Il y a aussi tous ces instruments magiques, la flûte, pas seulement celle de l'opéra de Mozart, mais celle de l'épopée de Gilgamesh, ou celle du berger antique, qui calme les chagrins, comme ces chants qui excitent les combattants ou qui peuvent aussi calmer les querelleurs, on est alors pas très loin des mots magiques qui font des merveilles, et donnent de la puissance à qui les possèdent, ni des effluves de soufre que laissait Paganini dans son sillage.

Il y a aussi sur la longue durée ce phénomène qui recycle les techniques usés d'appropriation de la réalité, en vecteurs d'affabulion.

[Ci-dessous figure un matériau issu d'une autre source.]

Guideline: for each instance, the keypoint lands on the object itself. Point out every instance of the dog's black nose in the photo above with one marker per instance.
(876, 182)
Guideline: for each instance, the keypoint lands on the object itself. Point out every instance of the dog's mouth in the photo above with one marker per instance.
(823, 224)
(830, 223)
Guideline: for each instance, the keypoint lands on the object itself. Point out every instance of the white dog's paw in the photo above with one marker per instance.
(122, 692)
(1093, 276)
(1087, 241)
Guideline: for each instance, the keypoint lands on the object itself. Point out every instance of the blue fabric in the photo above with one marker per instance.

Il est vrai qu'un tel projet sur un tel sujet, est nécessairement lacunaire, que les relations de la musique au fantastique pourraient être à elles seules l'objet possible d'une encyclopédie.

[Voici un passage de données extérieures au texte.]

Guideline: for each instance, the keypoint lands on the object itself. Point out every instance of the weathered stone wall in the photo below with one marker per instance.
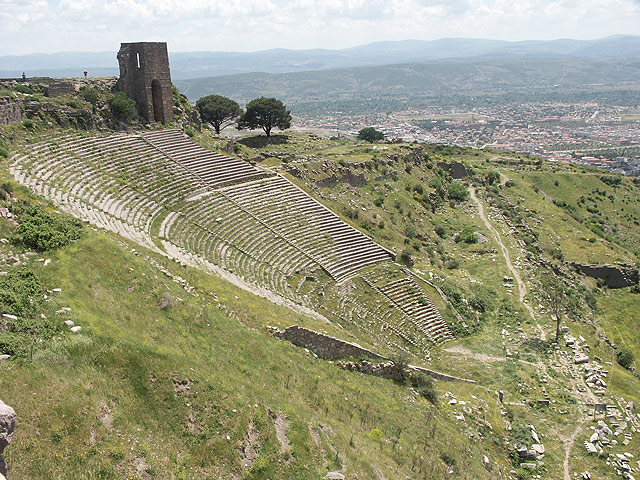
(385, 369)
(333, 348)
(10, 111)
(146, 78)
(7, 424)
(355, 180)
(614, 276)
(324, 346)
(56, 89)
(457, 170)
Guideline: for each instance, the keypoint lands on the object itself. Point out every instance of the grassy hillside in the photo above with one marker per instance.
(374, 88)
(161, 382)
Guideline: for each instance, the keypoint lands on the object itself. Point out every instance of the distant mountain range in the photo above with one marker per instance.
(522, 77)
(185, 65)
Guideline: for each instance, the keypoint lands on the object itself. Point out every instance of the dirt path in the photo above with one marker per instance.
(522, 289)
(568, 441)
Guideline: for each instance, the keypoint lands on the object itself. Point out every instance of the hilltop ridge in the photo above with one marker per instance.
(175, 370)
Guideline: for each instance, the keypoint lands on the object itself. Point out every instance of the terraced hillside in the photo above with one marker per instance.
(169, 194)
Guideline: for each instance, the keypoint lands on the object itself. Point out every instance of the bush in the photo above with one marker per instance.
(370, 134)
(406, 257)
(90, 95)
(122, 107)
(457, 191)
(625, 358)
(467, 236)
(425, 386)
(23, 89)
(42, 231)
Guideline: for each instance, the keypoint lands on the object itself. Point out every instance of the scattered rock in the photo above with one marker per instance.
(334, 476)
(7, 424)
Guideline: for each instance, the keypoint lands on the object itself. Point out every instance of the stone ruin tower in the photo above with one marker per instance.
(145, 77)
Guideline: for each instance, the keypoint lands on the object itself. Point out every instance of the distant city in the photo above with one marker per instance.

Comme l'écrit Gérad Hourbette, dans son sympathique témoignage sur la musique de film « À mon sens, la musique est en soi un genre « fantastique », en ce qu'elle est une brèche dans un monde normatif.  L'irruption de l'irréel, du phénoménal ou du paranormal est quelque chose de profondément ancré dans les peurs humaines, troubles intimes et effroyables, s'il en fut, à mille lieues du confortable « merveilleux » dans le « beau » sens du terme.»

Hourbette, est un digne représentant de « Art Zoyd », groupe de rock progressif né dans le mouvement underground des années 1970, toujours actif. Il ne semble pas imaginer, ce qui est en effet très difficile à faire, que la guimauve musicale (staraque comprise, après « les nouveaux romantiques ») que déversent médias et supermarchés est peut-être, dans leur essence normative, plus paranormale, effrayante et fantastique qu'on ne le pense.

Ce livre qui fait penser, qui réunit soixante auteurs, propose entre 700 et 1000 articles, dont des spécialistes de premier plan, et surtou de tous horizons, est une réussite éditoriale à garder à portée de main, mais qui ne se met pas dans la poche.